8 of Pentacles – Mastery

At first glance, it is easy to see that the 8 of Pentacles is about work. A closer look, however, will reveal much more. A man sitting on a work bench in a torn vest is carefully etching the sign of the pentacle onto eight gold coins. He works in isolation; the town is far in the horizon, almost out of sight.

The tattered clothing shows that he is so absorbed in his work that he doesn’t even care about his appearance. The town in the distant horizon means that he works in isolation to avoid distraction. When these details are factored in, we see that this card is about diligence, dedication, effort and patience.

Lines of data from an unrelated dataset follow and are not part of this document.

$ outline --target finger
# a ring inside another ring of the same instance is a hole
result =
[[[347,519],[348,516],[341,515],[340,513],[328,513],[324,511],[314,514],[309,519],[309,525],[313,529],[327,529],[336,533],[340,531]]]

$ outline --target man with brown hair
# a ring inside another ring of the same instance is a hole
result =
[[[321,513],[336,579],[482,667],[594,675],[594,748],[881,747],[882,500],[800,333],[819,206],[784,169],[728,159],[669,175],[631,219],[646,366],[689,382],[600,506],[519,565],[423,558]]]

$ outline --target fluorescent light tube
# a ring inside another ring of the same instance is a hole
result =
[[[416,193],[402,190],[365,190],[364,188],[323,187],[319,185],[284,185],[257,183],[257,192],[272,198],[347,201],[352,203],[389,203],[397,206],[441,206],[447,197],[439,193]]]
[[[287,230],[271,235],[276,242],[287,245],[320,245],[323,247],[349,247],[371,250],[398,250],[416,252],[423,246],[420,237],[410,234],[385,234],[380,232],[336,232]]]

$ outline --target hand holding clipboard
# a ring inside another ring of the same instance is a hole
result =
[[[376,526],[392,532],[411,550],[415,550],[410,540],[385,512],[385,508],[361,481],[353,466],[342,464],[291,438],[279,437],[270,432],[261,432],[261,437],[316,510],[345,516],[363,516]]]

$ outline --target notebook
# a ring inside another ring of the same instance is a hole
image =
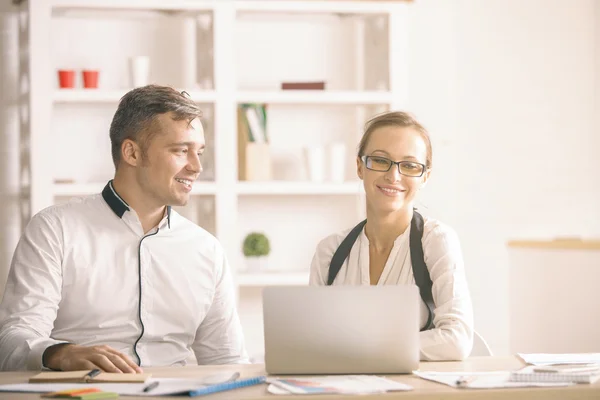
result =
[[[239,381],[225,382],[225,383],[220,383],[217,385],[206,386],[206,387],[196,389],[196,390],[191,390],[187,393],[187,395],[190,397],[202,396],[205,394],[224,392],[226,390],[239,389],[239,388],[243,388],[246,386],[259,385],[261,383],[265,383],[266,381],[267,381],[266,376],[258,376],[256,378],[248,378],[248,379],[242,379]]]
[[[32,376],[29,383],[144,383],[150,376],[152,374],[119,374],[99,370],[50,371]]]
[[[43,394],[42,397],[51,399],[99,400],[115,399],[119,397],[119,394],[114,392],[103,392],[102,390],[96,388],[88,388],[62,390],[59,392],[46,393]]]
[[[594,383],[600,379],[600,367],[582,366],[575,368],[540,368],[530,365],[513,371],[509,378],[512,382],[573,382]]]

When this card shows up in a reading, it is time to fully apply ourselves in order to reach our full potential. At this stage, we are ready and eager to put in the time, energy and effort needed to succeed. We are engaging in work or creative projects of our own choosing and there is a desire not only to get things done, but to get them done well.

This is ultimately a card about self-improvement. We improve ourselves by honing down our skills and knowledge. We do so by practice and learning and the attitude with which we do these things is that of excitement. We have all experienced work and learning that we do because we are expected to. With the 8 of Pentacles, we want to. In fact, we are so eager to learn and improve that it doesn’t even feel like work!

If we’re not fully confident in our skills, this card also acts as an encouragement to keep practicing. If we’re wondering if our effort is paying off, this card will also act as a reassurance that we’re on the right track.

But we must be careful not to over extend ourselves. While hard work and dedication are admirable traits, anything taken to an extreme is dangerous. Do not work so hard as to avoid our social commitments and relationships. Do not be so fixated with perfection that we miss the bigger picture.


Hexagram 22 – Adornment

Mountain above Fire creates the hexagram of Adornment. To adorn an object or person is to add something external to enhance the subject’s innate beauty.

On the one hand, adornment is superficial. A building decorated with gilded furniture and marbled columns can have a rotten structure. A person made attractive with with fine clothes and jewelry can be cruel and selfish. We cannot judge the quality of a thing or person based solely on their external appearance.

On the other hand, adornment can be expressions of spirituality, refinement and love. We take time to make things beautiful because we care. Anyone who has ever been moved by a piece of art understands that beauty gives meaning. We worship with painted masks during tribal dances and golden chalices at the altar to express our awe and devotion.

Thus, when adorning, we need to understand that it has meaning and importance – but only up to a point. In the end, only inner beauty is ever lasting. Adornment is only useful when it helps reveal and enhance one’s innate truth and beauty.

Nine on line 1:

At the beginning of adornment, it is important to remember that the purpose of such an act is to enhance and strengthen our inner beauty and integrity. We adorn our feet so we can walk. Adornment is good when it does not take away the purpose of its subject.

Six on line 2:

Adornment for the sake of adornment. The I Ching makes no judgement of this act for it is neither good nor bad in of itself. Enhancing our appearance to feel more attractive is not the same thing as vanity. Every human being is both a soul and a body; it makes no sense to worship the soul and scorn the body.

Nine on line 3:

We take pleasure in adornment and this is fine. Just be sure that enjoyment does not go overboard to become indulgence. Always keep sight of what is essence and what is mere packaging.

Six on line 4:

Relying too much on external adornment can cause confusion as it masks the true beauty underneath. It can even have an adverse reaction by creating mistrust because too much adornment causes others to doubt the true value of an object or person.

Six on line 5:

Sometimes, we can feel insignificant if we are less adorned then others. During such times, we must remain confident in our natural strength and beauty. Remember, while adornment may be beneficial in first impressions, it is ultimately our true selves that win others over or lose their favours in the long run.

Nine on line 6:

The mature person does not rely on adornment at all. Those who are truly beautiful are not afraid to reveal their natural selves.



The best work is done with care.

Caring is a feeling and an attitude. If we care, we are emotionally invested in the outcome. Thus, we are likely to go about it with a positive attitude. We naturally want to give it our best and be at our best. It stirs within us the desire to improve, to grow, to beautify, to master and to achieve.

While very good work can be done with pure will and effort, genius and beauty are the results of the work of those who cared deeply.